In order to keep the entering of data into the HER2 monitor as simple as possible and not to reduce the compliance of participants, no detailed information on methods or composition of cases was requested from the participants. It cannot be excluded that an abnormal proportion of low-grade cancers or other specific conditions may be responsible for an aberrant positivity rate. Therefore, a positivity rate outside the 99.5% confidence interval does not necessarily imply that the HER2 assessment method in use is inadequate. Such a finding should, however, urge pathologists to consider this possibility. The primary aim of monitoring HER2 positivity rates is to alert institutes of pathology to potential systematic errors which require further measures to assure quality of testing. As a consequence of abnormal positivity rates, tests in use could be validated or participation in proficiency tests could take place with higher frequency. Only if methodological problems have been excluded should secondary influences such as abnormal composition of the set of samples in which HER2 has been assessed be taken into consideration. Two institutes with a high number of tests and a low positivity rate outside the 99.5% confidence interval also documented extremely low HER2 2+ rates. Unlike the 3+ category, the 2+ category is not related to histological grade. Therefore, it appears highly unlikely that in these two institutes, which together performed more than 6,000 HER2 assessments in breast cancer, a selection bias towards grade 1 and 2 cases might be responsible for the low total positivity rate.

Most therapy trials on targeted HER2 therapy require central retesting of samples which were locally assessed as HER2 positive. As a consequence, central retesting in trials alerts pathologists to false-positive but not to false-negative assessments. This inherent tendency might explain why there are twice as many institutes which potentially underestimate HER2 positivity than institutes with potential overestimation (n = 4; 99.5% confidence interval). Thus, without eliminating outliers, the mean rate of HER2-positive cases was lower (14.61 ± 4.55% in 18,221 breast cancers). An almost identical rate was found by questionnaires on 4,940 breast cancer samples in Sweden [21] and slightly higher in Australia (17.1%, 6,512 cases) [22]. In contrast to the HER2 monitor presented here, in both studies, outliers had not been eliminated from the calculation of the expected positivity rate.

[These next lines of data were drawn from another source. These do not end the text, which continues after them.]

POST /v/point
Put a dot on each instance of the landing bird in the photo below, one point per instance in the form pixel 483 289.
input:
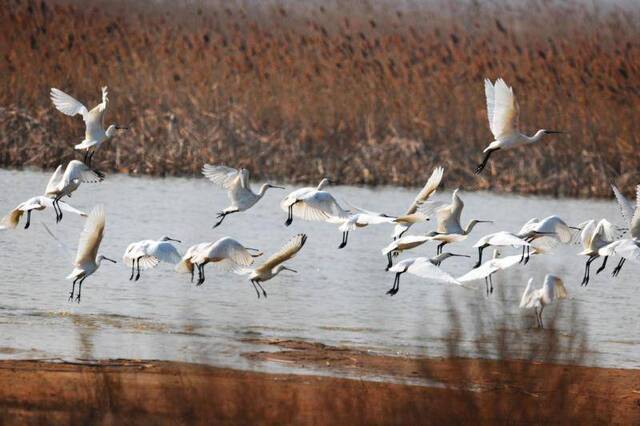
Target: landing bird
pixel 488 268
pixel 503 112
pixel 412 215
pixel 594 237
pixel 627 248
pixel 61 184
pixel 94 120
pixel 449 229
pixel 272 266
pixel 11 220
pixel 552 289
pixel 226 253
pixel 87 260
pixel 423 267
pixel 313 204
pixel 238 187
pixel 146 254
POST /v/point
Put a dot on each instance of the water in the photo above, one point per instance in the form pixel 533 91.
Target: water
pixel 338 297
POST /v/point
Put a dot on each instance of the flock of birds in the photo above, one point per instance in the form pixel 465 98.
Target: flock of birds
pixel 536 237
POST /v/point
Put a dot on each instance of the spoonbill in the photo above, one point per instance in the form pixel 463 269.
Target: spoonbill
pixel 594 237
pixel 423 267
pixel 148 253
pixel 238 187
pixel 87 260
pixel 61 184
pixel 226 253
pixel 11 220
pixel 412 215
pixel 490 267
pixel 313 204
pixel 552 289
pixel 94 120
pixel 503 112
pixel 272 266
pixel 449 229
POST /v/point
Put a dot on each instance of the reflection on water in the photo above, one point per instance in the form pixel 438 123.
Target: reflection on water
pixel 338 296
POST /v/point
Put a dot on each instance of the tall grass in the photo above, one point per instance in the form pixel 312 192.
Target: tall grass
pixel 366 92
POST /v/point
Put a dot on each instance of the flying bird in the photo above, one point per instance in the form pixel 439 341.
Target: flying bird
pixel 503 112
pixel 87 259
pixel 146 254
pixel 94 120
pixel 552 289
pixel 238 187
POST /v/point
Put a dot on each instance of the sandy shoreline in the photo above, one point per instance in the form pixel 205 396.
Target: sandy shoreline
pixel 468 391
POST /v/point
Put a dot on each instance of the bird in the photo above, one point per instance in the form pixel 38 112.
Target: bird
pixel 448 228
pixel 412 215
pixel 503 112
pixel 594 237
pixel 87 259
pixel 313 204
pixel 422 267
pixel 498 239
pixel 273 265
pixel 227 253
pixel 94 134
pixel 238 187
pixel 11 220
pixel 627 248
pixel 488 268
pixel 61 184
pixel 148 253
pixel 552 289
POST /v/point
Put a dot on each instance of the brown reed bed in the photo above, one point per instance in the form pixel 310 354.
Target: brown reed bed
pixel 367 92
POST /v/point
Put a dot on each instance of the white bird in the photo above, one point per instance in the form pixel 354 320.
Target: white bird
pixel 552 289
pixel 238 187
pixel 313 204
pixel 594 237
pixel 423 267
pixel 448 228
pixel 273 266
pixel 148 253
pixel 490 267
pixel 503 112
pixel 61 184
pixel 226 253
pixel 87 259
pixel 412 215
pixel 11 220
pixel 94 120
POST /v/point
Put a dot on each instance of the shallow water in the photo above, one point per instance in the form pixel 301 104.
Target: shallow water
pixel 338 296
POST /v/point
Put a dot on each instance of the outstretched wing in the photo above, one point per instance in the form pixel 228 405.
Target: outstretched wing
pixel 68 105
pixel 285 253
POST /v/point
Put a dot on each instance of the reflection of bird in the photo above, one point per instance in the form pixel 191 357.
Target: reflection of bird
pixel 11 220
pixel 148 253
pixel 61 184
pixel 238 187
pixel 413 215
pixel 313 204
pixel 226 253
pixel 423 267
pixel 594 237
pixel 552 289
pixel 94 120
pixel 87 259
pixel 503 112
pixel 272 266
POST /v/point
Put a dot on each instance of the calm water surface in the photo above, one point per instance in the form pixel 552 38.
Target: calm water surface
pixel 338 296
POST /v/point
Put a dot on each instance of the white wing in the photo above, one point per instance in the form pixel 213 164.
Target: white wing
pixel 67 104
pixel 501 108
pixel 91 236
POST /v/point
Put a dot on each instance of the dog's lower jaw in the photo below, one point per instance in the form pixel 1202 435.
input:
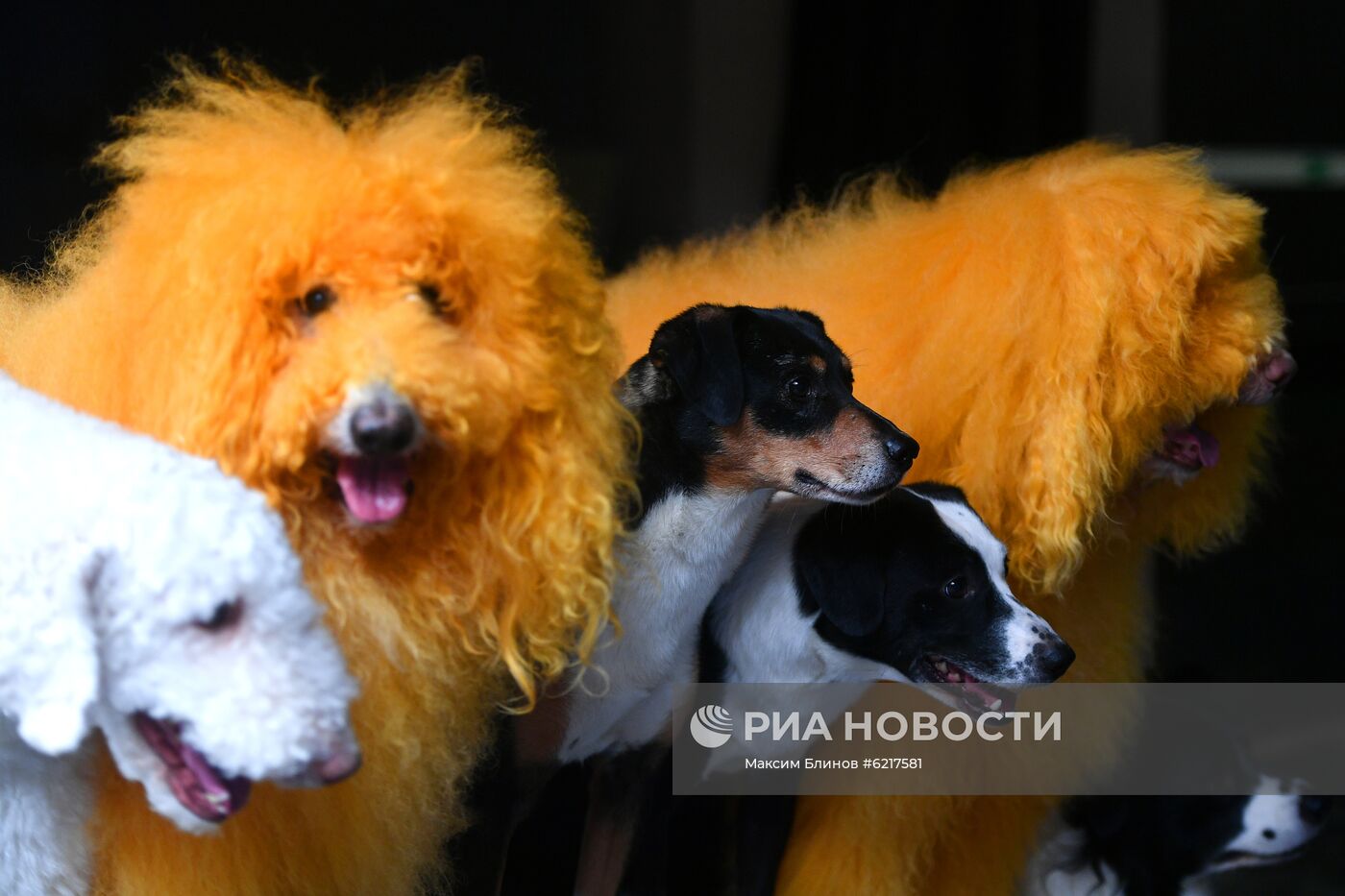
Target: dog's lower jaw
pixel 810 486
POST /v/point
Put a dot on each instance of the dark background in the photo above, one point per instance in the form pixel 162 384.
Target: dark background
pixel 689 116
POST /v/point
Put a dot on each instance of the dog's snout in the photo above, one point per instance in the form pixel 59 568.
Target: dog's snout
pixel 385 425
pixel 1052 655
pixel 1313 811
pixel 901 451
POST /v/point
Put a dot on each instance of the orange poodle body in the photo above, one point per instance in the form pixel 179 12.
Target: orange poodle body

There are several measures which institutes of pathology can take to assure quality of HER2 testing. Besides on-slide controls [23], participation in proficiency tests and adherence to guidelines [510, 18, 24], a further instrument is proposed here. Monitoring of positivity rates and comparison with an expected value will help identify potential errors in HER2 assessment, which lead to systematic over- or underestimation of HER2 in cancer.